More evidence of the gossamer (some would say fictitious) nature of the so-called Opt-Out Revolution. Highly educated, affluent women are not permanently fleeing careers for the home front when they have children. They are instead taking temporary breaks when their children are very young but going back to work and maintaining real-world ambition. This trend is not limited to high-income working mothers. New data show that women of all income levels are taking time off when their children are first born, even if they can't really afford it.
Columnist Sue Shellenbarger reports in yesterday's Wall Street Journal: "The first national demographic analysis [of] data from the Bureau of Labor Statistics shows that the seven-year trend (of new mothers taking time off from work) has been broader than previously believed, with women at all income levels taking job breaks, not just the highly educated, prosperous moms examined in many recent studies. And they are staying out of the work force for shorter periods than in the past."
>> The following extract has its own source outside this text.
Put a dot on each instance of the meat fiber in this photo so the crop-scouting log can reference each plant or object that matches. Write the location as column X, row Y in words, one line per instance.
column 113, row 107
Why isn't this report enjoying the widespread media attention given in 2003 to the so-called Opt-Out Revolution, which was rife with inaccuracies? That coverage was launched by a Sunday New York Times Magazine cover story and repeated on network television newscasts, other major print and online magazines, and so on. It remains to be seen whether media outlets will see fit to lavish front-page attention on data showing women don't prefer homemaking to work. That would require them to fess up to a bit of bias now, wouldn't it?